The drug raid was not a direct part of the counterinsurgency against Taliban guerrillas, according to Afghan-based correspondents. NBC's Richard Engel identified the target as "a suspected drugs and weapons trafficker who supplies militants, including the Taliban." CBS' Mandy Clark referred to them merely as "drug smugglers." ABC's Jim Sciutto called it an attack "on a compound of an insurgent leader involved in trafficking opium." Sciutto stated that targeting the opium trade is a new strategy for the United States.

It was up to CBS' Lara Logan (at the tail of the Clark videostream) back in the New York City studio to tie the raid directly to the war itself. She questioned the Pentagon's account that the Chinook crash was an accident: "The Taliban commander of that region is saying very clearly that as the helicopter was taking off--when it was still flying low and it was still slow--that is when they hit from the righthand side with heavy machine gun fire and a rocket propelled grenade."

CBS' Clark tied the Chinook crash to a midair collision of a pair of USMC helicopters, a UH-1 Huey and a Cobra gunship--in the southern Helmand Province that killed four on board. "Afghanistan is a punishing environment for helicopters. This month alone the USArmy says it has lost six other helicopters, five to crashes, one to enemy fire."

David Rohde, a reporter for The New York Times, has been working the interview circuit since he published his account of his escape after being held hostage for seven months. Rohde was kidnapped in Afghanistan and kept prisoner across the Pakistani border in Waziristan. His latest stop for a q-&-a was with NBC's Ann Curry. He disabused her of the notion that the so-called tribal areas consisted of rudimentary mountain caves. "I was shocked at the strength of the Taliban control of the Pakistani tribal areas, It is a fully functional government. There were road crews repairing roads. There were police patroling streets." Yet when he escaped all he had to do to find freedom was walk down the road to a Pakistani military base nearby.
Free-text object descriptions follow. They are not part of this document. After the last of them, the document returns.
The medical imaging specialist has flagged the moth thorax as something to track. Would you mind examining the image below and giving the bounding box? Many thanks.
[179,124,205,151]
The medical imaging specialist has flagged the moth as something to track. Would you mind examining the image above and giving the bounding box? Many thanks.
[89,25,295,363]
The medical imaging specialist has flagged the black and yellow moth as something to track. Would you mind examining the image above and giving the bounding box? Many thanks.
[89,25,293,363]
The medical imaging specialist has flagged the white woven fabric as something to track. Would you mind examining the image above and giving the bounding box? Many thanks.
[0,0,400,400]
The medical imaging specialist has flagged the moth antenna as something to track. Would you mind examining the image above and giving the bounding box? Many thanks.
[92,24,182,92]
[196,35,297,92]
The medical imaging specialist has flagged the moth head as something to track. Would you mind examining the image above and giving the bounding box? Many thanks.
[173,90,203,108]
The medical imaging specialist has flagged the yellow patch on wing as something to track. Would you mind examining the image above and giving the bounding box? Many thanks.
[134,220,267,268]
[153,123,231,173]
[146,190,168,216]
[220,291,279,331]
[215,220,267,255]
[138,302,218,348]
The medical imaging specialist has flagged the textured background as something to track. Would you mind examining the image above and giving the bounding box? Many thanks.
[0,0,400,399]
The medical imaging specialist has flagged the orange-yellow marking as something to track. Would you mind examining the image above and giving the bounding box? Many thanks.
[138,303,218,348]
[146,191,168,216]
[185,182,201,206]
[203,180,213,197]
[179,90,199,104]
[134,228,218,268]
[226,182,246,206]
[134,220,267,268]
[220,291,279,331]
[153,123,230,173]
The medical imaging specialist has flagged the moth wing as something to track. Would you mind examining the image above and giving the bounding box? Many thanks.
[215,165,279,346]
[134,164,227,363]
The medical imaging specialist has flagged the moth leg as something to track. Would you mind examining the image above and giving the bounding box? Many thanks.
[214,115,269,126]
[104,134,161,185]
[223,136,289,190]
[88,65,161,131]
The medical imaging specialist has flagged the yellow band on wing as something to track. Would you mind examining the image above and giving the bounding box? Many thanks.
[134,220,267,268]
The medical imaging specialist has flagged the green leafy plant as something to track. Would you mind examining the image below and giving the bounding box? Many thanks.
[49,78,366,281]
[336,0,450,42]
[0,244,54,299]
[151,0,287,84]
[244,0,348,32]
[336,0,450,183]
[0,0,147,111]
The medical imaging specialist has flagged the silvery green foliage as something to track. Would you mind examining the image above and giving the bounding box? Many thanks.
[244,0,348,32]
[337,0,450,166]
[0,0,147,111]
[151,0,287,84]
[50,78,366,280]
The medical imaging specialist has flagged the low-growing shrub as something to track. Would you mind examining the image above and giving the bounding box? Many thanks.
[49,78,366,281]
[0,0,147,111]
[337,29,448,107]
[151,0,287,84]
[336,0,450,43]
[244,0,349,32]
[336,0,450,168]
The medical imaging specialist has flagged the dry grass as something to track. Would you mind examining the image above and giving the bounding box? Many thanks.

Rounding out the day's Afghanistan coverage, both NBC's Savannah Guthrie and CBS' David Martin covered a speech by Barack Obama in which he promised servicemen that he would not be rushed into a decision to send them off to war. CBS' Martin pointed out that "the argument over troops has taken a back seat to the drama of Afghanistan's disputed presidential election." The runoff vote is scheduled for November 7th "but there is no guarantee it will produce the result the Obama Administration needs most--a legitimate Afghan government."